In YugabyteDB, LSN values from different slots are considered unrelated and should not be compared. In YugabyteDB, LSN no longer represents the byte offset of a WAL record.
LSN values for a single replication slot satisfy the following properties:
-
Uniqueness
LSN values for the change and
COMMIT
records for a given replication slot are unique. In particular, changes from different tablets of the same or different tables will have unique LSN values for a replication slot. -
Ordering
LSN values can be compared (
<
,>
,=
).The LSN of the change records in a transaction will be strictly lower than the LSN of the COMMIT record of the same transaction.
The LSNs of change records in a transaction will be in increasing order and will correspond to the order in which those changes were made in that transaction. That is, the LSN of an earlier change will have a strictly lower value than the LSN of a later change in the same transaction. This is the case even if the changes correspond to rows in different tablets of the same or different tables.

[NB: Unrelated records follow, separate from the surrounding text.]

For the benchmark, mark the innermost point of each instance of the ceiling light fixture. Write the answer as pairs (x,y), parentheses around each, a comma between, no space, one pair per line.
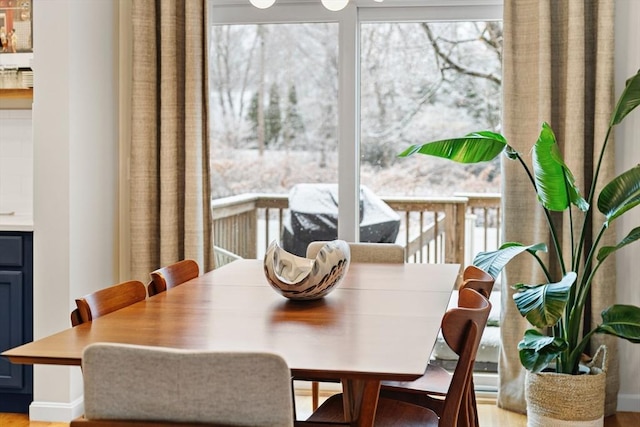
(332,5)
(262,4)
(335,5)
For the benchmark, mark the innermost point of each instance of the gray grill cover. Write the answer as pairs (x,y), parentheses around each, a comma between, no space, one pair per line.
(313,215)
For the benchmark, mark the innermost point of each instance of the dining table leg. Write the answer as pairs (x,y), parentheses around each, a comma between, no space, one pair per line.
(360,399)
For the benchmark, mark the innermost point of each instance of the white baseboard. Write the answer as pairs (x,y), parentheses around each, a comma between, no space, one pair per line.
(629,402)
(56,411)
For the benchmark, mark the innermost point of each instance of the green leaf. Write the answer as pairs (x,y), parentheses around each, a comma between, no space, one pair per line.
(543,305)
(538,350)
(620,195)
(554,181)
(605,251)
(473,148)
(494,261)
(622,321)
(629,99)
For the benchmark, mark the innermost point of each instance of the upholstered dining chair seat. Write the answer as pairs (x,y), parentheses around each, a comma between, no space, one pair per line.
(125,382)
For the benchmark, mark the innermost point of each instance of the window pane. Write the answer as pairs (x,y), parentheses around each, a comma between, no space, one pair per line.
(426,81)
(274,94)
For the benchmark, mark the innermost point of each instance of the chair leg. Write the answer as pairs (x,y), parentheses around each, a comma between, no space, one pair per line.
(315,392)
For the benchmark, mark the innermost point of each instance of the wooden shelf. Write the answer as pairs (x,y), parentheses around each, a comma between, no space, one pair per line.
(16,93)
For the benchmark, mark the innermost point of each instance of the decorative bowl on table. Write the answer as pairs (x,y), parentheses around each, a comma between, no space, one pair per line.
(300,278)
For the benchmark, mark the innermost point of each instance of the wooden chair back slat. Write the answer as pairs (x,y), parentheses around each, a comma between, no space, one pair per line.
(107,300)
(172,275)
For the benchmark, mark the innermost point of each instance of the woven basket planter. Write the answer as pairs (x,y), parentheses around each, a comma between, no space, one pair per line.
(559,400)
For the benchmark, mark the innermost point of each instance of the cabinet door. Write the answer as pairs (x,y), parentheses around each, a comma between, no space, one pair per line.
(11,326)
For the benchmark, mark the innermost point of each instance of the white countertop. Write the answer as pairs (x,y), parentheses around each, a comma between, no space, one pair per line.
(16,223)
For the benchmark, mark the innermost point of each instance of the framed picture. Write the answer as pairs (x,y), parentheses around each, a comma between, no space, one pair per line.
(16,26)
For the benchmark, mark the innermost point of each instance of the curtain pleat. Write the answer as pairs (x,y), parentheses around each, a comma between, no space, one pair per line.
(558,68)
(169,167)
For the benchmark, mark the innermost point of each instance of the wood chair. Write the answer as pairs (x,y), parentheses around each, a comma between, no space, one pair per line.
(190,387)
(172,275)
(106,300)
(360,252)
(461,328)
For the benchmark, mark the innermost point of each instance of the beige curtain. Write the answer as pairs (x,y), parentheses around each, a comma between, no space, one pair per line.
(558,68)
(169,166)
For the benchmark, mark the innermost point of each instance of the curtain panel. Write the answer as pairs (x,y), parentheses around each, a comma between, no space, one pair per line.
(558,68)
(169,166)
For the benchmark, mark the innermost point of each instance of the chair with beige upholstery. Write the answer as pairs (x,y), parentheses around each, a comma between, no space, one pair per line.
(461,328)
(360,252)
(172,275)
(107,300)
(137,385)
(365,252)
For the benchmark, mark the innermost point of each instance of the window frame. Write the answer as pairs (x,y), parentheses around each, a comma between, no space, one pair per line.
(223,12)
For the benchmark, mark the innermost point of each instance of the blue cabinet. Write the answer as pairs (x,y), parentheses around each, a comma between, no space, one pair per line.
(16,317)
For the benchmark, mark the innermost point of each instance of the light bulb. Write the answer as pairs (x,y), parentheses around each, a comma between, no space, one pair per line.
(262,4)
(335,5)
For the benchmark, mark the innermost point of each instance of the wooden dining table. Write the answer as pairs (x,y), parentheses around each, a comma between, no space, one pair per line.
(380,323)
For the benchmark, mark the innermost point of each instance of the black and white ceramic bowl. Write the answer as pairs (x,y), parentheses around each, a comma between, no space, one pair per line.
(300,278)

For a given replication slot, the LSN of a
COMMIT
record of an earlier transaction will be strictly lower than the LSN of theCOMMIT
record of a later transaction. -
Determinism
For a given replication slot, the LSN value of a change record (or a transaction boundary record) remains the same for the lifetime of that replication slot. In particular, this is true across server and client restarts and client re-connections. Thus, LSN values for a single replication slot may be used to uniquely identify records that are consumed from that replication slot. The values can be compared for determining duplicates at the client side.
Replica identity
Replica identity is a table-level parameter that controls the amount of information being written to the change records. YugabyteDB supports the following four replica identities:
- CHANGE (default)
- DEFAULT
- FULL
- NOTHING
The replica identity INDEX
is not supported in YugabyteDB.
Replica identity CHANGE
is the best performant and the default replica identity. The replica identity of a table can be changed by performing an alter table. However, for a given slot, the alter tables performed to change the replica identity after the creation of the slot will have no effect. This means that the effective replica identity for any table for a slot, is the replica identity of the table that existed at the time of slot creation. A dynamically created table (a table created after slot creation) will have the default replica identity. For a replica identity modified after slot creation to take effect, a new slot will have to be created after performing the Alter table.

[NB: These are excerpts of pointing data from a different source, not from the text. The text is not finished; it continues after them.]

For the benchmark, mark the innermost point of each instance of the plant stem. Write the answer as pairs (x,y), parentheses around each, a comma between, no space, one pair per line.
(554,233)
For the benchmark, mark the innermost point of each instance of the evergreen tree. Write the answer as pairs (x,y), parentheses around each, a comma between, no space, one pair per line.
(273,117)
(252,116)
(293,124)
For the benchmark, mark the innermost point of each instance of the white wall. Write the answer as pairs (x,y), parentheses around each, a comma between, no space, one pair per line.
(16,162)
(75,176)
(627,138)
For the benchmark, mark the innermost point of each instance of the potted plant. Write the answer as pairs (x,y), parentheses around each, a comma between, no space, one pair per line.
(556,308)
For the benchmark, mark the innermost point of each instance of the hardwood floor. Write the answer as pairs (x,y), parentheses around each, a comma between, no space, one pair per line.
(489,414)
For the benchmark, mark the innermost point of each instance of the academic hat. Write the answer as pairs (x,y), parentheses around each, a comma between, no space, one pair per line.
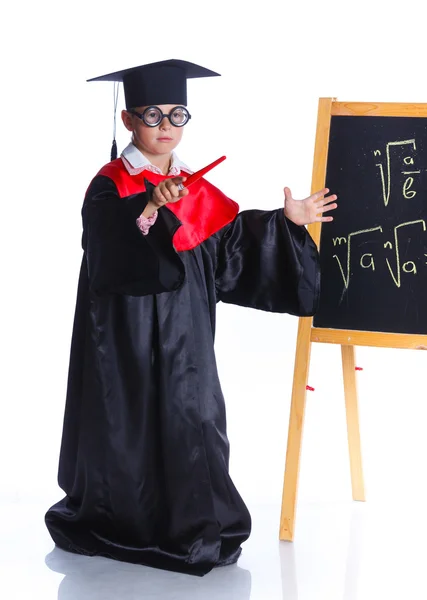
(163,82)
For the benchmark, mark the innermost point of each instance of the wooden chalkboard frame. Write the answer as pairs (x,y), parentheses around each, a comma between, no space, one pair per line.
(348,339)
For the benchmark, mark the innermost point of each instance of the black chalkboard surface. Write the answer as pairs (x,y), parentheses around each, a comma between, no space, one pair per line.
(374,254)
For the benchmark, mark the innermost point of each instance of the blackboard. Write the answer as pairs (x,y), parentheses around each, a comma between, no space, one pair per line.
(374,254)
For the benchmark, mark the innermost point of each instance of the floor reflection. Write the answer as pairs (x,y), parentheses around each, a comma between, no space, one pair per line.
(87,578)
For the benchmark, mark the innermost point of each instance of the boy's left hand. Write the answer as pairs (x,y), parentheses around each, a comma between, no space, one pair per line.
(311,209)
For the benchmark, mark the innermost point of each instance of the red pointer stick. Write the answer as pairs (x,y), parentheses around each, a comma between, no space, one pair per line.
(195,176)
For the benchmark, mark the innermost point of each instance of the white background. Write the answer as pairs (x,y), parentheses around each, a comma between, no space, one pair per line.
(276,59)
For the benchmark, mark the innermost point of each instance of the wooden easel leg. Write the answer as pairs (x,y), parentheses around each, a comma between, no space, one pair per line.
(296,423)
(353,429)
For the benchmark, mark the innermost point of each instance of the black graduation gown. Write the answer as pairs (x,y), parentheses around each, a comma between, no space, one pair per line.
(144,456)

The ysql_yb_default_replica_identity flag determines the default replica identity for user tables at the time of table creation. The default value is CHANGE
. The purpose of this flag is to set the replica identities for dynamically created tables. In order to create a dynamic table with desired replica identity, the flag must be set accordingly and then the table must be created.
Advisory
You should refrain from altering the replica identity of a dynamically created table for at least 5 minutes after its creation.For more information, refer to Replica Identity in the PostgreSQL documentation.
Replication protocols
PostgreSQL has defined protocols for replication that need to be followed by clients to establish replication connection as well as message structures for streaming data. This includes the Streaming Replication protocol and the Logical Streaming Replication protocol.

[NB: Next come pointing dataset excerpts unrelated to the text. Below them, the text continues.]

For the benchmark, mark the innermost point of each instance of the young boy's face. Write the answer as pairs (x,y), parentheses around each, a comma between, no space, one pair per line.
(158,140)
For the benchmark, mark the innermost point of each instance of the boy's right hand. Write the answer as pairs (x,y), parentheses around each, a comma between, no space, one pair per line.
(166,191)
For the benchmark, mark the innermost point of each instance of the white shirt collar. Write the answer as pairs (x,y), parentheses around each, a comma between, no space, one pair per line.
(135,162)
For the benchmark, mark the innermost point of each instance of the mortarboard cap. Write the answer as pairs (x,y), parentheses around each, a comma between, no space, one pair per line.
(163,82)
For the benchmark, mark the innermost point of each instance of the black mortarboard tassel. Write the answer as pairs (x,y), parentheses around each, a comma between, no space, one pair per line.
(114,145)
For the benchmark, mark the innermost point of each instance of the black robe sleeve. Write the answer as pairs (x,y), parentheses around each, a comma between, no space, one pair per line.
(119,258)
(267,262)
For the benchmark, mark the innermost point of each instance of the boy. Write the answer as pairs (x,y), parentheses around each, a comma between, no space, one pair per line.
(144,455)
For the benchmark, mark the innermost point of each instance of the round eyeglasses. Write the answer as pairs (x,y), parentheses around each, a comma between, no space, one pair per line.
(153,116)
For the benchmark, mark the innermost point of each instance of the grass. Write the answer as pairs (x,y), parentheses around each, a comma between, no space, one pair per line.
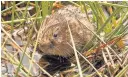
(111,46)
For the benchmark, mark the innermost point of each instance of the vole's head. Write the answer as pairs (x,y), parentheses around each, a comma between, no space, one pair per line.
(55,37)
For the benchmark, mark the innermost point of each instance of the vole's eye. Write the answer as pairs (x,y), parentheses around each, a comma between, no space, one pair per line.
(55,35)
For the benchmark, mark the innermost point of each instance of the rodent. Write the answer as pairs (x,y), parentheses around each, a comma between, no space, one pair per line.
(55,38)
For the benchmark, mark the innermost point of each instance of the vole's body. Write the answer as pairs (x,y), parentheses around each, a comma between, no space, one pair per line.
(55,38)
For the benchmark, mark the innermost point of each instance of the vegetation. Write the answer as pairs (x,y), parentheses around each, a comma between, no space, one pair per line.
(106,55)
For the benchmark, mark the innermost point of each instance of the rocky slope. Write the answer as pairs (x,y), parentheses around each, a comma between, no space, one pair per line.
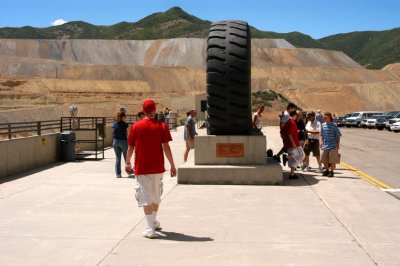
(101,75)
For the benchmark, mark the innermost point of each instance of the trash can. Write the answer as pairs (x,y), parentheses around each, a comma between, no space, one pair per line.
(68,143)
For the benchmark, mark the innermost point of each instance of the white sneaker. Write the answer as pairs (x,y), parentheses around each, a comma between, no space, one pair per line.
(157,225)
(149,233)
(319,170)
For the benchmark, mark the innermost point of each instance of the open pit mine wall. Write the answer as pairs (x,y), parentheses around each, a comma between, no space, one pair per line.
(158,53)
(103,72)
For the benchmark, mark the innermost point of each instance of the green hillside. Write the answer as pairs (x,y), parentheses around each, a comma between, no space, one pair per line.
(373,49)
(174,23)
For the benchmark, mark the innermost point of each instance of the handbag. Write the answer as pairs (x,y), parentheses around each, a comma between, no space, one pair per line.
(338,158)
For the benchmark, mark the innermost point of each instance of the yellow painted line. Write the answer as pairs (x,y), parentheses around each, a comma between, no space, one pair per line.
(366,177)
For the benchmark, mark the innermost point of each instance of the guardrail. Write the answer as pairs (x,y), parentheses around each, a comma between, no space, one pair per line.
(25,129)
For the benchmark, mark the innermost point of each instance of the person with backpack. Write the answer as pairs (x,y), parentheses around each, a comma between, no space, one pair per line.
(329,142)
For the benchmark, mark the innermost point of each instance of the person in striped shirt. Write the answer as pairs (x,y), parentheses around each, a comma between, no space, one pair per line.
(329,142)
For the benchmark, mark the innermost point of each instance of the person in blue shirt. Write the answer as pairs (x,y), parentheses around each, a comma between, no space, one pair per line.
(120,140)
(189,132)
(329,142)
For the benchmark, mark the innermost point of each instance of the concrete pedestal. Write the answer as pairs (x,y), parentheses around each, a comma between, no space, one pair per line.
(230,160)
(269,173)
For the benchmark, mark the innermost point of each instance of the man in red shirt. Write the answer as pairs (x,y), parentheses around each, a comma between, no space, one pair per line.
(149,139)
(291,141)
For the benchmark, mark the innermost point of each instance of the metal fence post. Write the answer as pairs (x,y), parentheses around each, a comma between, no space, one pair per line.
(39,128)
(9,131)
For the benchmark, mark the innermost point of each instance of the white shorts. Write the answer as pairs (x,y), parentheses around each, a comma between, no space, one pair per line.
(297,155)
(149,189)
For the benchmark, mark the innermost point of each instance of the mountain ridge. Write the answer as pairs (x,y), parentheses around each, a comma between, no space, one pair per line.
(372,49)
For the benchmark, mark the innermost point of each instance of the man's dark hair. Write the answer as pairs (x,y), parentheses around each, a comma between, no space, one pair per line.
(291,105)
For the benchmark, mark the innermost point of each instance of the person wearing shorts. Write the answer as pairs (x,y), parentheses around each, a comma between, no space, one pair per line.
(295,151)
(283,119)
(313,129)
(189,132)
(329,142)
(149,139)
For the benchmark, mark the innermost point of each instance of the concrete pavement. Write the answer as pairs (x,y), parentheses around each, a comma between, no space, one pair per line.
(80,214)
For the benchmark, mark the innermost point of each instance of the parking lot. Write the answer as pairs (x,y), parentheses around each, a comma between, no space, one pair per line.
(374,152)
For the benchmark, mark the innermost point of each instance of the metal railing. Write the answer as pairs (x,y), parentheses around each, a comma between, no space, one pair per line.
(25,129)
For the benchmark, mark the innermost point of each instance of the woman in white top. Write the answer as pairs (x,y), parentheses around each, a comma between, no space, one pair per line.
(257,122)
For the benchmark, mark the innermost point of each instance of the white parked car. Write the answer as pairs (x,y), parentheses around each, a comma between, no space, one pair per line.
(395,127)
(371,122)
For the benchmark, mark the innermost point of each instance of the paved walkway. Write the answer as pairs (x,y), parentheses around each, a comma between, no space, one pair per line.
(80,214)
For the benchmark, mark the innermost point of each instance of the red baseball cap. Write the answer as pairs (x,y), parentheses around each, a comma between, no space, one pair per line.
(149,106)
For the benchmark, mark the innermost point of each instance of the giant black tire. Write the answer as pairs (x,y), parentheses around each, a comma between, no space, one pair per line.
(229,79)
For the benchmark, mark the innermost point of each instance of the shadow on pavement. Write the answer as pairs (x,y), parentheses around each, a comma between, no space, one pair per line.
(303,181)
(181,237)
(30,172)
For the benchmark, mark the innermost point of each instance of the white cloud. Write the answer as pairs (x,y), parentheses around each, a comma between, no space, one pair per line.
(58,22)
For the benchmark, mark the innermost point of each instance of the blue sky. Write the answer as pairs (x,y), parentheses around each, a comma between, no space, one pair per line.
(317,18)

The logical streaming replication protocol sends individual transactions one-by-one. This means that all messages between a pair of BEGIN
and COMMIT
messages belong to the same transaction.
YugabyteDB supports both the streaming replication protocols used in PostgreSQL to support logical replication, maintaining the same semantics described in PostgreSQL:
-
Streaming Replication Protocol - This protocol is followed by all output plugins.
-
Logical Streaming Replication Protocol - This protocol is followed by
pgoutput
andyboutput
, in addition to the Streaming replication protocol.
Note
YugabyteDB does not support Physical Replication.